La réponse du fédéral est donc costaude. Cette injection vient toutefois avec une facture, qu’on recevra surtout dans quelques années.

Le plan de 82,7 milliards sur 11 ans aura un impact modeste de 1,2 milliard sur le budget de l’année courante (2023-2024), mais l’effet grossit chaque année par la suite, atteignant 8,9 milliards à l’année 5 du plan quinquennal⁠3.

Surtout, seulement le tiers de ces 82,7 milliards sera dépensé dans l’actuel plan quinquennal décrit au budget et les deux autres tiers (54,9 milliards), dans les 6 années suivantes. Bref, l’effet annuel récurrent de ce plan sur le déficit deviendra obèse par la suite, soit bien davantage que les 8,9 milliards à l’année 5 (en 2027-2028).

Ce n’est pas pour rien que le déficit de l’année courante (2023-2024), de 40,1 milliards, ne diminuera que progressivement dans les prochaines années, sans jamais atteindre le fameux zéro dans cinq ans (mais plutôt 14 milliards). Pour la suite, c’est le néant vert…

Afin de freiner la croissance de ce déficit, le gouvernement dit vouloir réduire de 3 % ses dépenses d’ici 5 ans, comme celles de ses sociétés d’État, économisant ainsi 2,6 milliards par année de façon récurrente, soit 12,8 milliards sur 5 ans.

Autre source pour amoindrir le déficit, une hausse de revenus semblables (12,8 milliards), tirés de nouveaux impôts sur le rachat d’actions et d’impôts sur les institutions financières et les particuliers à revenus élevés.

La plus importante rentrée de fonds, néanmoins, est l’éventuel impôt minimum de 15 % imposé aux multinationales (2,8 milliards par an dès 2026-2027), qui est fort incertain puisqu’il dépend d’une réforme fiscale internationale…

En somme, Ottawa devait assurément avoir un plan vert ambitieux, mais il oublie l’équilibre budgétaire pour plusieurs années.

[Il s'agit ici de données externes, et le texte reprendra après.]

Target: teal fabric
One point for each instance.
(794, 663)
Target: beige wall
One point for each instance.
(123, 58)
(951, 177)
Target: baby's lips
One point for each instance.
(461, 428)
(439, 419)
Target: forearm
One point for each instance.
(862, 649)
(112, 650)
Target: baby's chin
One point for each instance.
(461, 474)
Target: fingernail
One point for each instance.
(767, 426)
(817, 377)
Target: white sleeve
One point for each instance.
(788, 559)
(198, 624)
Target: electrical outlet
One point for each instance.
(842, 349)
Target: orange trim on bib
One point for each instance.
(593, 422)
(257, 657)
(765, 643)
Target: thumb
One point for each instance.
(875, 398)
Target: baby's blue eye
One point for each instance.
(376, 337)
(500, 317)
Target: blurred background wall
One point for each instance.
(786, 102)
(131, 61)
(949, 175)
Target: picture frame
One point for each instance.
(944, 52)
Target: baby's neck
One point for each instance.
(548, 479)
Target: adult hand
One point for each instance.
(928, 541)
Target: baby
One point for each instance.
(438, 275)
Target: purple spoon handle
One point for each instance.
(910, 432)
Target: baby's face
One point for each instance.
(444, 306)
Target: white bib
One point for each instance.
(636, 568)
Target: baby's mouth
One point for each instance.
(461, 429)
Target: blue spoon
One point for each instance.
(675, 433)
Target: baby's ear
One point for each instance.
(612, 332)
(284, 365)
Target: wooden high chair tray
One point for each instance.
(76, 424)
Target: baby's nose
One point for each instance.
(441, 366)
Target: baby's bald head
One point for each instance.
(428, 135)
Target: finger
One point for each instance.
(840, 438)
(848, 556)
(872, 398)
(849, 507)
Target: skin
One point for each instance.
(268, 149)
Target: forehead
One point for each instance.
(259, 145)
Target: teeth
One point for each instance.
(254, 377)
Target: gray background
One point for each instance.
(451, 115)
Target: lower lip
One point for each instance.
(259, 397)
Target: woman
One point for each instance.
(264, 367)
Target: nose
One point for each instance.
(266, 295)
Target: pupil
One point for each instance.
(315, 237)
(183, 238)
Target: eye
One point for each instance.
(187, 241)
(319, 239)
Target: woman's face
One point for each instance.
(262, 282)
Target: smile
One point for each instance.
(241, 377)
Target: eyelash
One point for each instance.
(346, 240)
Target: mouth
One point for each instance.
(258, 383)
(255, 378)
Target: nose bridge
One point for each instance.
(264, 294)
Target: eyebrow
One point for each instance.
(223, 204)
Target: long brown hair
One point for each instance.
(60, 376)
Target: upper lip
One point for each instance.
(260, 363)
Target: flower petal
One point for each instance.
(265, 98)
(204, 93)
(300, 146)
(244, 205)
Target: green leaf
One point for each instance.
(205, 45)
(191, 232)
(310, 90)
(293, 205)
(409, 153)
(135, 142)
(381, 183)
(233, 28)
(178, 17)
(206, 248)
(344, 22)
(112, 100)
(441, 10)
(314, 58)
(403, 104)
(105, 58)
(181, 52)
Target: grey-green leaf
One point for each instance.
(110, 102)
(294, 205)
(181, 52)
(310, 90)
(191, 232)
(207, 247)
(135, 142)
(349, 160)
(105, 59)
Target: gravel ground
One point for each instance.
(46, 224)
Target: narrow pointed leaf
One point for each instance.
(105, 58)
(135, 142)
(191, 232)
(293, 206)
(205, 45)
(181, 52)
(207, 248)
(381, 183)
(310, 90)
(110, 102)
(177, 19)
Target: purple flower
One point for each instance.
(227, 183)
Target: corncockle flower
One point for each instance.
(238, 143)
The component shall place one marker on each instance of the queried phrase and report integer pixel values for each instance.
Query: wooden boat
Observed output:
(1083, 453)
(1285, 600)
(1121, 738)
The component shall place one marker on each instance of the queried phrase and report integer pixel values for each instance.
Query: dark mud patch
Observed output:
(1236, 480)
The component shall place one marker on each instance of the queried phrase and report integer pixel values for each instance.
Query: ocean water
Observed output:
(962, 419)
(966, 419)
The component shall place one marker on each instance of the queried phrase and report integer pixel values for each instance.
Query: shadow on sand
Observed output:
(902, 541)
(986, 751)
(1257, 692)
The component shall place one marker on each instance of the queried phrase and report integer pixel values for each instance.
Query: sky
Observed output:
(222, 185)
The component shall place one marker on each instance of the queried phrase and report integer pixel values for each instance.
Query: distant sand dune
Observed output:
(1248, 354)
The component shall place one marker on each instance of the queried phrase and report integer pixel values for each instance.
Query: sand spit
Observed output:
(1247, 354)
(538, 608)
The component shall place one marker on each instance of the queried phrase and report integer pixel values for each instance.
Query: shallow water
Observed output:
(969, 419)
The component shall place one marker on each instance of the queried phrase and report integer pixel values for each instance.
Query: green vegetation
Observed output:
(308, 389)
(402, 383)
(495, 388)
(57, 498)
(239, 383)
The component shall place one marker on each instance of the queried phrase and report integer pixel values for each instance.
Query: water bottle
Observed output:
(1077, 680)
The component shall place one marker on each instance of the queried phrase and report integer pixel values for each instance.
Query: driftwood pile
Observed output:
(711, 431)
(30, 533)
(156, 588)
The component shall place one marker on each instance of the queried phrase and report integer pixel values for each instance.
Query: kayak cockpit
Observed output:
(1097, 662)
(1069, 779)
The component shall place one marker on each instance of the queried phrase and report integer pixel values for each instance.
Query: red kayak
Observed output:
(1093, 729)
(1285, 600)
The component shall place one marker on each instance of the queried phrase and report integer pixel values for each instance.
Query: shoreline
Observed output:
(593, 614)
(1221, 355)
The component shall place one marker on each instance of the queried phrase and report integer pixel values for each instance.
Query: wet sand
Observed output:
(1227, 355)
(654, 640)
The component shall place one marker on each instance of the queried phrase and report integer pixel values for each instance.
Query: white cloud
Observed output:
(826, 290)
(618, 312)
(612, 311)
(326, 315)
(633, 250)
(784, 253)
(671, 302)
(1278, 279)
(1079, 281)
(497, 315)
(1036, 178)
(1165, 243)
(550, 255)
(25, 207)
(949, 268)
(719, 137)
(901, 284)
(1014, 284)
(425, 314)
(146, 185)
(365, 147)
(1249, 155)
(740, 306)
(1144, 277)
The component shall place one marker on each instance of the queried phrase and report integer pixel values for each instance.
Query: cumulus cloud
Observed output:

Par chance, le Canada a un endettement encore fort respectable, bien qu’à un sommet depuis 20 ans (43,5 % du PIB pour le fédéral au 31 mars 2024), ce qui reste bien moindre que dans les autres pays du G7.

En quelque sorte, ce sont les Américains qui écrivent nos déficits des prochaines années, et les entreprises qui s’en frottent les mains…

1. Par exemple, Volkswagen a annoncé le 13 mars la construction d’une « giga-usine » de batteries en Ontario. Le fédéral annoncera les détails de son aide lorsque l’entente sera finale, dans les prochaines semaines. L’impact est inclus dans le budget, mais non précisé.

2. Le gouvernement fédéral a préféré ce crédit sur investissement plutôt qu’un crédit par unité produite, comme aux États-Unis. Nos voisins, par exemple, offrent une subvention par kilowattheure de batterie produite. Le crédit sur investissement est plus facile à estimer et de nature à stimuler davantage la productivité.

3. Une partie des 82,7 milliards et ces impacts annuels récurrents avaient été budgétés dans la mise à jour automnale de 2022 (13,4 milliards) et une autre dans le budget de 2022 (15,3 milliards).

Une version précédente de cette chronique donnait un exemple pour un projet de cathodes de 10 millions et un gain pour l’entreprise de 5 millions (au lieu de 100 et 50 millions dans la version actuelle).